While many European countries provide support to ethnic minorities residing beyond national borders, it is generally limited to cultural and educational assistance.
Under the status law, Hungarians living in neighboring countries will be able to work legally in Hungary three months each year. In the past decade, ethnic Hungarians, particularly from impoverished Transylvania, have been working illegally here, often as construction laborers, tolerated as second-class guests even as they have dug the foundations for Hungary's economic boom.
The EU's Mr. Bothorel sees pitfalls, saying, "Once you focus on employment and social-security benefits, you're applying some sort of extra-territoriality to your own law. And you can't do that."

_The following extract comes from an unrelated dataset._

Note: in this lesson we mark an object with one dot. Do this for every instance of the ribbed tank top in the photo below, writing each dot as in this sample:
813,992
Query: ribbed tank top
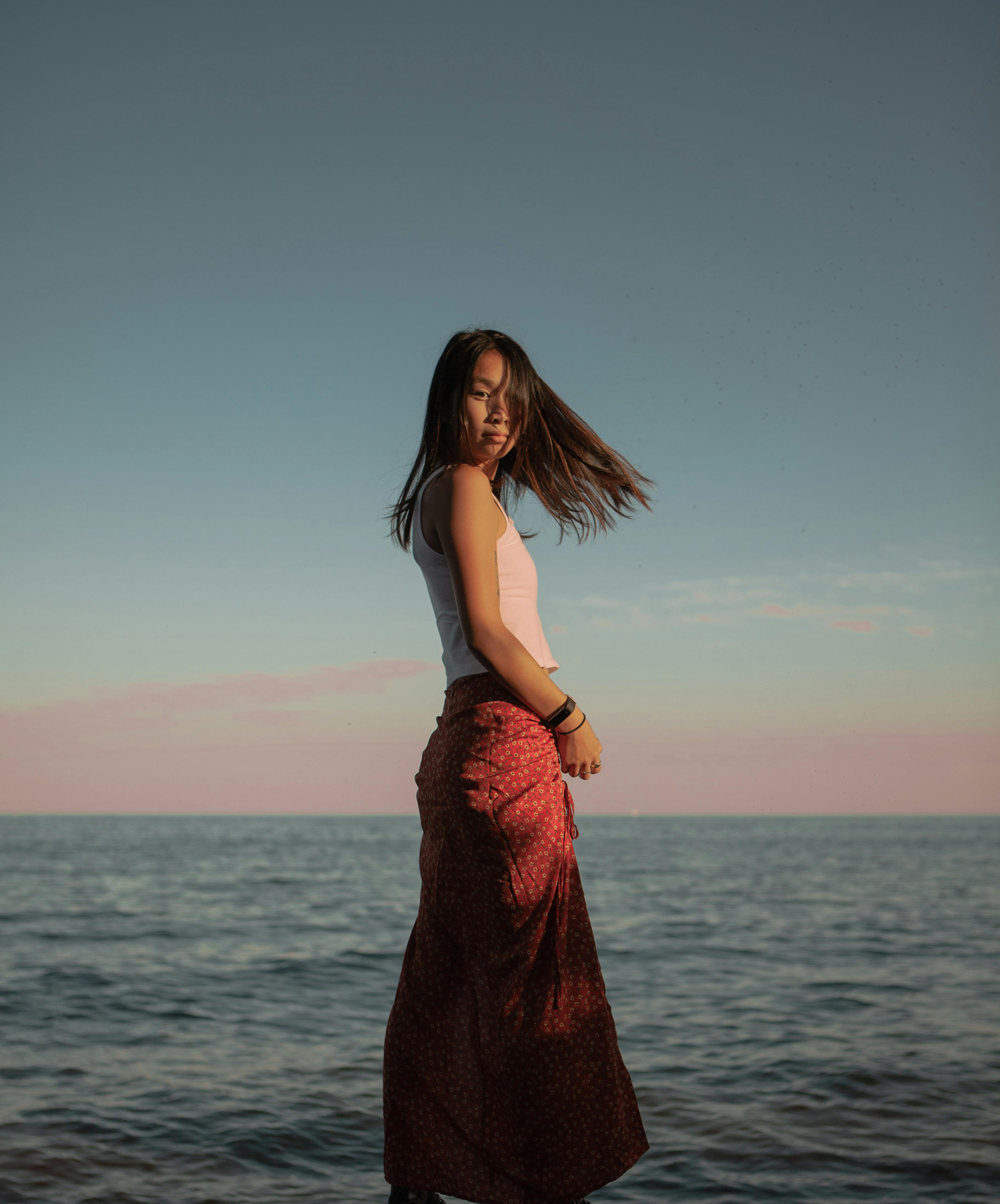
519,596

The Hungarian government counters that most of the status law's benefits apply to the territory of Hungary. To obtain benefits, a person in a neighboring country will have to apply for a special identity card.
"The most problematic part of the status law is to give a kind of legal document to people who are citizens of another country," says Ferenc Koszeg, chairman of the Hungarian Helsinki Committee, a human rights organization. Furthermore, he says the question of who is Hungarian cannot readily be defined. "It's a question nobody can answer," says Koszeg. "Officially, anybody is Hungarian who says he is, because ethnicity is a question of free choice."
While European leaders have officially taken a middle-of-the-road stance on the law, Bothorel says the reason for the lack of criticism is that EU member Austria, with a tiny Hungarian minority, was dropped from the original list of countries affected.
"For Hungary, it should have been no problem just to wait until its neighbors are in the EU," says Bothorel. That's what the EU is about - it's a union of minorities living together." He adds that once Hungary joins the EU, existing European legislation will supercede the status law, making it irrelevant." Why do they need this law?" he says. "They could have solved the issue by talking with their neighbors in the framework of bilateral agreements."
Observers say domestic Hungarian politics may have motivated the status law. With national elections next year, politicians would not want to appear negligent of their brethren abroad.
Meanwhile, in the heartland of the Hungarian minority in Transylvania, people are not sure the new law will make their lives easier.
"On the one hand, it's advantageous because it helps with legal employment. But on the other hand, indirectly it creates the possibility for conflict," says Pal Peter, vice-president of the Democratic Alliance of Hungarians in Romania. "We can feel this already." Earlier this month, the Romanian government said it would propose a parliamentary debate on the status law. "Imagine the debates," says Mr. Peter. "It will give free way to nationalistic speeches with big media coverage. This isn't helping us at all."